Sunday, March 9, 2008

OLD HABITS...the stuff of dreams

A friend of mine who, like me, gave up touching the sauce several years back expressed some surprise when I told him recently that I often dream of drinking.
"I can't believe you're still having thirsty dreams after all these years", he chided.
"Most guys lose those after a year or so."

Well, what the hell? I'll have to check with Lloyd my dreamland bartender to find out what can be done. Knowing Lloyd, he'll recommend that I have another "splash" to help us rectify the situation. "Come on...just one more. You're not drivin."
In my defense I would like to note that for whatever reason I now seem to drink beer and wine while in repose. This is a marked improvement over the dreams of my early sobriety. Those somnambulistic trances often involved massive quantities of Jack Daniels and reckless behavior. Real progress appears to have been made.
Again, this is dreaming we're talking about. When awake I remain a Good Boy...at least when it comes to "touching the stuff".

All of this got me thinking about habits. Good habits and especially BAD habits die hard.

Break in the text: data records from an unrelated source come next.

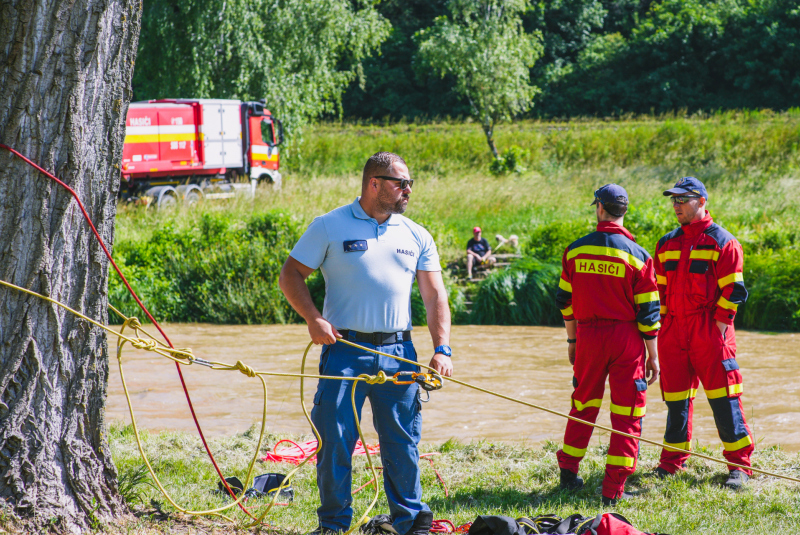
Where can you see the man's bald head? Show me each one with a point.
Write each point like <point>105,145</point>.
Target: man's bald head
<point>378,164</point>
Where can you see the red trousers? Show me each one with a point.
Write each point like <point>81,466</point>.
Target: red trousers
<point>614,350</point>
<point>692,350</point>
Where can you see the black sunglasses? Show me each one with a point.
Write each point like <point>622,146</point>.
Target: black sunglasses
<point>683,199</point>
<point>404,182</point>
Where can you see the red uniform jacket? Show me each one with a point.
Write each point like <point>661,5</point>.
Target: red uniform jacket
<point>606,275</point>
<point>699,267</point>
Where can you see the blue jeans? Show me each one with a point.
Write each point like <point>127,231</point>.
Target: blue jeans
<point>397,419</point>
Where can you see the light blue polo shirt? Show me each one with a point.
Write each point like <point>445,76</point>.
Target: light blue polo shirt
<point>368,268</point>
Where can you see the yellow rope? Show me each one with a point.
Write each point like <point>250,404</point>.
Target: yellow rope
<point>185,357</point>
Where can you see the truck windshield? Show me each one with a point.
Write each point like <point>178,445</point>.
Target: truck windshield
<point>267,134</point>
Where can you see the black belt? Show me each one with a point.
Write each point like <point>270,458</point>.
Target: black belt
<point>376,339</point>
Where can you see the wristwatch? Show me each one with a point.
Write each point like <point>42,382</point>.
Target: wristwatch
<point>444,350</point>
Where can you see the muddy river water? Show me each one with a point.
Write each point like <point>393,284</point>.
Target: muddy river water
<point>525,362</point>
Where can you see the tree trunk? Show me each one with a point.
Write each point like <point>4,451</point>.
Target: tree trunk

Advertising doesn't help either.

When I was a boy I couldn't wait to start smoking. All of the cool guys smoked: movie stars, athletes, thugs, your dad's cool friends. Your dad smoked too and, though he was definitely NOT cool, you tended to overlook that fact and watched him to learn how to fire one up.

Most guys can remember the first cigarette they had. I was seven. My hoodlum pal, Phil Brown, had swiped a pack of his mother's KOOLs and we were set to let the good times roll. Mrs. Brown smoked 24/7 and had no clue that young Phil and I had made off with her UNFILTERED KOOLs. (Yeah, they made 'em back then.) We hightailed the cigs and a box of matches down to the creek which ran behind the Brown aboded in the little town of Leslie, Michigan and proceeded to become cool with the purloined KOOLs.

Late that same afternoon as I was puking my guts out behind the big mulberry tree next-door to my house I had pretty much decided that KOOLs would not be my butts of choice when I grew up. I decided that, like my dad, I was probably more suited to be a Camel Man. It must be genetic. That day was also the beginning of my radio career. After selling my mom the story that I "smelled like this because I had been standing too close to a bonfire" I knew I could sell anybody anything.

Kids today have it much easier. They don't have the Marlboro Man or big time celebrities pitching instant cool via tobacco. They just see a bunch of dumpy looking old cats hanging around outside buildings sucking on their nicotine "fix sticks". No glamour there.




The Marlboro Man roped himself a case of cancer







Time to wrap this up. It's getting near bedtime and I've got to give the wine a chance to breathe.